Monday, October 14, 2019

Teacher sues school after getting fired for using wrong gender pronouns

Fascinating case out of Virginia - from WaPo, A Virginia teacher was fired for refusing to use a trans student’s pronouns. Now, he’s suing his school district - and, props to WaPo for including a copy of the Complaint.

From the story:
Citing his religious beliefs, [the teacher] promised to use only the student’s name and avoid pronouns entirely . . . .  
Then, on Oct. 31, 2018, his second-year French students wore virtual-reality goggles and walked around the classroom. The transgender student seemed about to crash when the teacher told another student to help. “Don’t let her hit the wall,” Vlaming shouted. 
The student withdrew from the class, and the school board fired the teacher. In his Complaint, the teacher describes his views as:
But this case is about far more than pronouns. It is about whether the government may force Mr. Warning to express ideas about human nature, unrelated to the school's curriculum, that he believes are false. If he were to comply with Defendants' demands, he would be forced to communicate that gender identity, rather than biological reality, fundamentally shapes and defines who we truly are as humans, that our sex can change, and that a woman who identifies as a man really is a man. But if he refers to students based on their biological sex (as he has, with reasonable accommodations), he communicates the views he actually believes—that our sex shapes who we are as humans, that this sex is fixed in each person, and that it cannot be changed, regardless of our feelings or desires.
Obviously, teachers have certain rights to speech and religious beliefs. The teacher claims that using only transgender students' proper names was a reasonable accommodation to which he was entitled. Religious accommodations must not, however, impose an undue hardship on the employer.
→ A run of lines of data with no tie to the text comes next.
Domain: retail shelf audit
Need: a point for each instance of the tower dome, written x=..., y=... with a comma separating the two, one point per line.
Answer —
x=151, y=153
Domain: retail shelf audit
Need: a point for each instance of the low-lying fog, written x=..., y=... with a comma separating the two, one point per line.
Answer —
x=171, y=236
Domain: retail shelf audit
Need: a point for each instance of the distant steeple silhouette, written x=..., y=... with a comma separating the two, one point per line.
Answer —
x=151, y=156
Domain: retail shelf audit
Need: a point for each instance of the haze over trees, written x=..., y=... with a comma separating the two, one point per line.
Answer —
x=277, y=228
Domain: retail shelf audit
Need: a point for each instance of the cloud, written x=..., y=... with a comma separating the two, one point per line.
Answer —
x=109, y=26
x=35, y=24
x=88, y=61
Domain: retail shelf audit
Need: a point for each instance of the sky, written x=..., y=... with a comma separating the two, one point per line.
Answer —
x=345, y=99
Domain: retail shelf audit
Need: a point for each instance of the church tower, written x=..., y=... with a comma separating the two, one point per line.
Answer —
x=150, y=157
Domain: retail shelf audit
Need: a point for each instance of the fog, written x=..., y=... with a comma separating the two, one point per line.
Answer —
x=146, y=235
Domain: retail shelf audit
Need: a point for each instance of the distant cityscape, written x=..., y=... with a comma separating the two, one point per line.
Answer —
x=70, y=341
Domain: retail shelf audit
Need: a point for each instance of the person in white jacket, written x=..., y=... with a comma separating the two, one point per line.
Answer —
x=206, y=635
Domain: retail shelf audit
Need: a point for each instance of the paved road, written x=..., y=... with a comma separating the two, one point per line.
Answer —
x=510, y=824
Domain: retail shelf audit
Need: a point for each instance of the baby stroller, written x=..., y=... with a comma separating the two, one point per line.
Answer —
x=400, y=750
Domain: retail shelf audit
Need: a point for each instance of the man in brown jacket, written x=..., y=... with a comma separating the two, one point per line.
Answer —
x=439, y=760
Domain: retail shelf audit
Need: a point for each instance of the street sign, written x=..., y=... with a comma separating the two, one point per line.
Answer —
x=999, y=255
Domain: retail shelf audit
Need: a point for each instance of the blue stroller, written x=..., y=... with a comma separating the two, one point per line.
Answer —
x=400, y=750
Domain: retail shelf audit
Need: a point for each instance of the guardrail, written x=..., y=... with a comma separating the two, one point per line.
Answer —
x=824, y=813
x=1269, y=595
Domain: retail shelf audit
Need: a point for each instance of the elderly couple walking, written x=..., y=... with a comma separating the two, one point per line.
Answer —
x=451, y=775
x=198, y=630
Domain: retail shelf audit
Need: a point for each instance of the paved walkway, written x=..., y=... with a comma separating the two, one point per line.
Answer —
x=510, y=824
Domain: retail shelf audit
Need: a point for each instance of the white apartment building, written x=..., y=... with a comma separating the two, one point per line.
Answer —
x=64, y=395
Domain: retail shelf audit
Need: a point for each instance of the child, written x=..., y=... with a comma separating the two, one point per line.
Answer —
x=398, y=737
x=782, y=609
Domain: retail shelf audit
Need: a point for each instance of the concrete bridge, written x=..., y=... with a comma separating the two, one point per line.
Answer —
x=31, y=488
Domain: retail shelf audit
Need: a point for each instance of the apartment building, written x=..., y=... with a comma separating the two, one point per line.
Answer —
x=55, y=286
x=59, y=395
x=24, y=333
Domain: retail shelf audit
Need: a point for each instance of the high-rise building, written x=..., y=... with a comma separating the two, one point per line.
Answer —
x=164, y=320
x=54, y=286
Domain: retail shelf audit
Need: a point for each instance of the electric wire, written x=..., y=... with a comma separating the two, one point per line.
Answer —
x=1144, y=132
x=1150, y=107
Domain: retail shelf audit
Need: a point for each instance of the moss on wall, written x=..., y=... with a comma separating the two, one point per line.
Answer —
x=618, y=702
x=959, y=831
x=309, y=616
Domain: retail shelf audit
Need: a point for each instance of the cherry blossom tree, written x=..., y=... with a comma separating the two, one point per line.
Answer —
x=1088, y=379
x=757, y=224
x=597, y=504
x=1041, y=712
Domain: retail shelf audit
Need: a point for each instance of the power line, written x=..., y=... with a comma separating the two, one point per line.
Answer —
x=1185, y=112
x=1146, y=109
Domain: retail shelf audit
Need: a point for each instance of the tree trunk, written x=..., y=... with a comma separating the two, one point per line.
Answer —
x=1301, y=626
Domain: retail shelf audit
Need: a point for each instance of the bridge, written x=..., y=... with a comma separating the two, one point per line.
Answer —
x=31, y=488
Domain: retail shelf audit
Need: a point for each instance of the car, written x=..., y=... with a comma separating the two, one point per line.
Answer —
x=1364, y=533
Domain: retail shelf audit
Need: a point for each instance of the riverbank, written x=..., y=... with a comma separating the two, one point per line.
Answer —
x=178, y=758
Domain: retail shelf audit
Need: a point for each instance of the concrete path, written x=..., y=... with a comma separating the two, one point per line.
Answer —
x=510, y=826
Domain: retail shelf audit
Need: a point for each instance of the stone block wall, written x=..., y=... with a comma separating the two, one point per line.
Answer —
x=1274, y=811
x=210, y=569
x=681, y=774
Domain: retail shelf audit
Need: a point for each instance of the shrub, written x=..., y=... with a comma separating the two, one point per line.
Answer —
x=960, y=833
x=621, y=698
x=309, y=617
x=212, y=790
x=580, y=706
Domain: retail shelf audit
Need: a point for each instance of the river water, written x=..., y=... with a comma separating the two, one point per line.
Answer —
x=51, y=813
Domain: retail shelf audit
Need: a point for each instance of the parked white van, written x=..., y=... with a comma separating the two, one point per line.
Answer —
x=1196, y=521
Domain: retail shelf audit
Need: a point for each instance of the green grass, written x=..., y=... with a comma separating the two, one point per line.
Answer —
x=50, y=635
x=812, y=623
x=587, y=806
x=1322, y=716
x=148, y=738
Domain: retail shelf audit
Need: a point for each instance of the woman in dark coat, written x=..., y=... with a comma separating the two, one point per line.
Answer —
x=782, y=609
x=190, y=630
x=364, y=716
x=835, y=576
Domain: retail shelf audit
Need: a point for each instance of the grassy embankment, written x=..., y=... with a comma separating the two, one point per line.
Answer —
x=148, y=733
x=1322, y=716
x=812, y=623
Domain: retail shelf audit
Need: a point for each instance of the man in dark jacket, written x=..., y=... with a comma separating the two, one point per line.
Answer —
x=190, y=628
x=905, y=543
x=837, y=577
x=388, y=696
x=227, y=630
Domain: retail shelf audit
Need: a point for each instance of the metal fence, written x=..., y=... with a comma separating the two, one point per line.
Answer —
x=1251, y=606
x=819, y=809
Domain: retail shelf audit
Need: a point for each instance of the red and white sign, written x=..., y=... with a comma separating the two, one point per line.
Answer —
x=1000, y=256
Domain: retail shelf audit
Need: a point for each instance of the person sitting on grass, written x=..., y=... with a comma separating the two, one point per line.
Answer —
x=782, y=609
Here, the school has certain policy interests, such as providing a welcoming and enriching environment for its students. It also may have legal obligations to address and correct a hostile education environment based on a student's gender identity (SCOTUS is wrestling with the scope of gender identity protection under Title VII's employment protections as I type).

The teacher filed his lawsuit in Virginia state court under state law and constitutional claims. It will be interesting to see how this case plays out - but I suspect these issues will spawn more and more litigation over the next few years until we get some clearer lines drawn.